Almost every summer since I was nine years old, I've spent a week on Chincoteague Island with my family. There is a lot of good-natured shouting, and beer, and singing and bike riding and music, games, fresh seafood night after night, icecream, mosquito bites, happiness and exhaustion. I am grateful for the time we share there and the string of memories I've made there over time; and I am also very happy to be back home at my table right now. It is probably somewhere between 80 and 90 degrees in my apartment, and I am surrounded by a slew of messiness that needs to be sorted and put away. I have all kinds of things to do as soon as I finish typing. But the fan is humming nicely, an evening thunderstorm is brewing, and it is going to feel so good to get things in order again. I'll put fresh sheets on my bed, take a pile of donations to the Goodwill, take recycling to the bins, go to the grocery store to get ingredients for dinner since my refrigerator and cupboards are empty, and then be well on my way back into the swing of everyday life.
But before I move on completely, I will briefly commemorate this year's trip. Mimosa trees were blooming and smelling wonderful.
I just feel like the eve of this house is good for the imagination.
These are pictures from a garden a few houses away from ours. My mom showed it to me. She loves it and thinks is magical and I have to agree with her... a tall shrub with bright orange blossoms...
very big, very beautifully colored rose hips...
dangling grapes...
pink yarrow that fairies probably enjoy...
growing figs...
the rose before it becomes a hip...
and just a sprinkling of large white daisies to pop out of the shadows.
The bike paths on Assateague are the ideal atmosphere for thinking and just breathing while you pedal. You see lots of birds and very few people...
The beach you can drive to is usually very crowded, but this stretch of the beach is only accessible by foot or bicycle. Yes, that is underwear billowing in the wind.
You hear the grasses rustling, and lots of red-winged blackbirds...
And the piney parts of the paths smell sweet with sun-baked needles. I imagined a coastal Little Red Riding Hood making her way along the path because there was such a strong feeling of solitude yet not, like creatures were watching. At this particular point in the path, you can hear the surf, and I startled (and was startled by) a large hunch backed raccoon loping in front of me.

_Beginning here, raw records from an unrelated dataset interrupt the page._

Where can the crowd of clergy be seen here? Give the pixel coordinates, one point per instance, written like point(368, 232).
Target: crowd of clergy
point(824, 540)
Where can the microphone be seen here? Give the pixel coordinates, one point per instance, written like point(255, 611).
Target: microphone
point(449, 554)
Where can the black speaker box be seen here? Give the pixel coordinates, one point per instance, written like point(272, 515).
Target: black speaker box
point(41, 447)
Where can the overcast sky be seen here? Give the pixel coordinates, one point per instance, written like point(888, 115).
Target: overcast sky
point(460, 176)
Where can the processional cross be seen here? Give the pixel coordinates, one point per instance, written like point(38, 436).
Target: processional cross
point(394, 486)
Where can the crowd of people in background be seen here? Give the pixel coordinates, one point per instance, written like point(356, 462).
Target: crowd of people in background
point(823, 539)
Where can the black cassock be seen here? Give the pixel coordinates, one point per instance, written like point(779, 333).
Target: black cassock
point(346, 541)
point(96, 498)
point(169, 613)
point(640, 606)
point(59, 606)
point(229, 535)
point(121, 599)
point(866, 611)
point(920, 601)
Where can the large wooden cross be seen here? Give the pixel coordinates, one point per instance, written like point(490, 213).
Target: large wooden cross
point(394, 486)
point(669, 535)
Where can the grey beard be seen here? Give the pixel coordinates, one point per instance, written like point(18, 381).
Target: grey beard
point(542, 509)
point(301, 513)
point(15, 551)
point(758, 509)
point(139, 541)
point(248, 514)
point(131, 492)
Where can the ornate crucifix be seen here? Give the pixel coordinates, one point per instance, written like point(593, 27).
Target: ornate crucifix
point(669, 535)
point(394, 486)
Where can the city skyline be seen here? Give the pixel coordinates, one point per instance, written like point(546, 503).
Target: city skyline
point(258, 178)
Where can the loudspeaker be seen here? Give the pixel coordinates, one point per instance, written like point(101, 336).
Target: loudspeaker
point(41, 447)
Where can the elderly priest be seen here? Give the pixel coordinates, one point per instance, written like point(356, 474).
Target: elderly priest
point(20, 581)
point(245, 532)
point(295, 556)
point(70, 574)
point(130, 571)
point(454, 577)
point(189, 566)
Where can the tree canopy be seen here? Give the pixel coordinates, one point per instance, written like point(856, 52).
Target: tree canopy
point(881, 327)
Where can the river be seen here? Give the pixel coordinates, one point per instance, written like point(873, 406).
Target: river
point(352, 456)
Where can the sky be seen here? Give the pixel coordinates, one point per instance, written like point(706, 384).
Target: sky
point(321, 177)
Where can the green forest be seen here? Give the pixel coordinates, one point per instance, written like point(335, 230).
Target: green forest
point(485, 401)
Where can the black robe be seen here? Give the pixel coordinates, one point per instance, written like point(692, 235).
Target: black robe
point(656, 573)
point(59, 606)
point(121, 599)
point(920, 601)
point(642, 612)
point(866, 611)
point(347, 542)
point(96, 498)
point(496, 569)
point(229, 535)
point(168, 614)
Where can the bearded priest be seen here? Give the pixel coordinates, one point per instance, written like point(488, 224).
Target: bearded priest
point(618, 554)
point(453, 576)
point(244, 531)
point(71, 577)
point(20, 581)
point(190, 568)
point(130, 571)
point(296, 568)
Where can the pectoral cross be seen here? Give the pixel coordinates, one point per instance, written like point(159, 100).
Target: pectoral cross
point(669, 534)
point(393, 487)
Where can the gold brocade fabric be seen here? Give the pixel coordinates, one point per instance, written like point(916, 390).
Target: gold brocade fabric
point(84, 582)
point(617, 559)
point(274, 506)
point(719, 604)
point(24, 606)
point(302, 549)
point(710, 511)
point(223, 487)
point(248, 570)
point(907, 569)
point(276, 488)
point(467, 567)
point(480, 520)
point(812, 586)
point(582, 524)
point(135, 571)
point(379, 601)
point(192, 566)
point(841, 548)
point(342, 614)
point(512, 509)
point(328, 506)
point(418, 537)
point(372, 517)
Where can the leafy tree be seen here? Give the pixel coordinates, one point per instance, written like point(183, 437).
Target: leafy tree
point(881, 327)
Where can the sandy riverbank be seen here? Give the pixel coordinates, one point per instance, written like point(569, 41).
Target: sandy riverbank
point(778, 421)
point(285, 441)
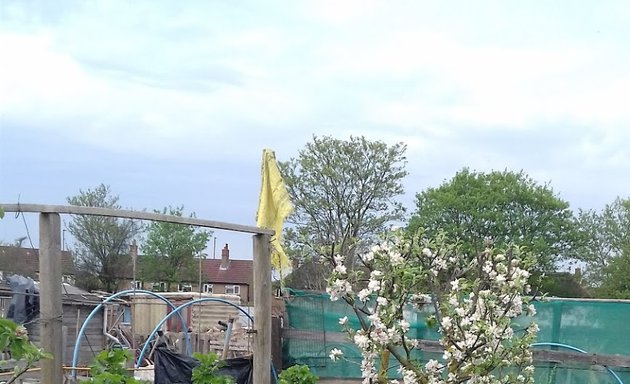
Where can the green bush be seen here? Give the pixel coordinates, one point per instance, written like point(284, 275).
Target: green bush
point(297, 374)
point(207, 370)
point(108, 367)
point(14, 338)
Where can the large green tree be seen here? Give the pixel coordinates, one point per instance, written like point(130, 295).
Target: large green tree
point(344, 193)
point(508, 207)
point(170, 249)
point(102, 243)
point(606, 248)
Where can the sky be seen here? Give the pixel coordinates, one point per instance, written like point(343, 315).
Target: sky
point(172, 103)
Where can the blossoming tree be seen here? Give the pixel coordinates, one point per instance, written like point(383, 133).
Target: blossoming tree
point(474, 306)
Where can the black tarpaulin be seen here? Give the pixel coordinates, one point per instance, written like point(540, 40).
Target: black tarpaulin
point(171, 367)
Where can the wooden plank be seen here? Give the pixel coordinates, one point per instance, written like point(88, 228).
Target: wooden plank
point(540, 355)
point(51, 311)
point(262, 310)
point(129, 214)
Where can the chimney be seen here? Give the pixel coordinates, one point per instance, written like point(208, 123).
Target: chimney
point(225, 257)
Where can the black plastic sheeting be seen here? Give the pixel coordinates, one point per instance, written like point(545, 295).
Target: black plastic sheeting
point(175, 368)
point(171, 367)
point(24, 306)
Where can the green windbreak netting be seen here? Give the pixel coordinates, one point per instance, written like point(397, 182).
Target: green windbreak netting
point(600, 327)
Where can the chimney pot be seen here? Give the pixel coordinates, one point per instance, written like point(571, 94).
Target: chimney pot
point(225, 257)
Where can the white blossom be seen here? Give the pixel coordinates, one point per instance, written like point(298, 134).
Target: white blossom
point(335, 354)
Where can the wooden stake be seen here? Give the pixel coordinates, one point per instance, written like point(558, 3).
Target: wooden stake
point(51, 312)
point(262, 310)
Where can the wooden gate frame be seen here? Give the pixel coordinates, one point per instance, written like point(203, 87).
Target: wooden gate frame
point(51, 312)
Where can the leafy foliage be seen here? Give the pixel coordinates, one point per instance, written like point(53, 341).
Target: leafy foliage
point(14, 338)
point(505, 206)
point(170, 249)
point(108, 367)
point(102, 242)
point(207, 370)
point(606, 247)
point(344, 195)
point(297, 374)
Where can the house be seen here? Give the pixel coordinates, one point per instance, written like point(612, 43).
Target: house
point(228, 276)
point(223, 276)
point(25, 262)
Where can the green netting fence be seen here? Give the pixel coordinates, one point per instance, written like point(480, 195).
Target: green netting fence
point(596, 326)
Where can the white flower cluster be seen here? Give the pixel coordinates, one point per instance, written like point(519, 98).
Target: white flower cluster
point(474, 312)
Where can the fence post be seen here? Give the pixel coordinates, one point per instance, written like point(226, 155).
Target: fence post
point(262, 310)
point(51, 312)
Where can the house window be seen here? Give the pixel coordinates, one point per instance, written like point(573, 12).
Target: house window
point(159, 287)
point(68, 279)
point(184, 287)
point(232, 289)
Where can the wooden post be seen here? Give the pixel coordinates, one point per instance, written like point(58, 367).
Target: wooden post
point(262, 310)
point(51, 312)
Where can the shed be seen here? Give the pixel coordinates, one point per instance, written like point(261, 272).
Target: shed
point(77, 305)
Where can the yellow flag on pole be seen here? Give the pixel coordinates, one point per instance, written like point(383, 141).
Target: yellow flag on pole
point(274, 205)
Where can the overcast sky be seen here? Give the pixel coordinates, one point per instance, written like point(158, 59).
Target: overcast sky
point(172, 102)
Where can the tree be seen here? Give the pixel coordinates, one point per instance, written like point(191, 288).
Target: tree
point(170, 249)
point(102, 243)
point(507, 207)
point(606, 246)
point(473, 303)
point(344, 195)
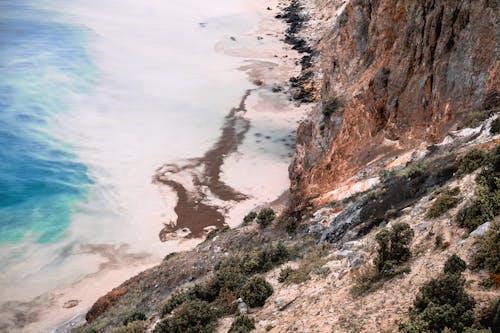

In spite of the beauty, I wouldn't want to live on Chincoteague or Assateague. The ocean is too severe, and the wind and the salt are too corrosive, and the sulfur-stinking marsh mud and the thick mosquitoes... all good reminders of the brevity and transience of life, but maybe too much so to feel like home.
But they do have wonderful pine cones...
And of course it is a place where you have to stop often for ducks and ducklings to cross the road, which is a good thing to be forced into doing when we are often so inclined to hurry.
LOVE this place :D Looks like you a lots of fun :) Welcome home!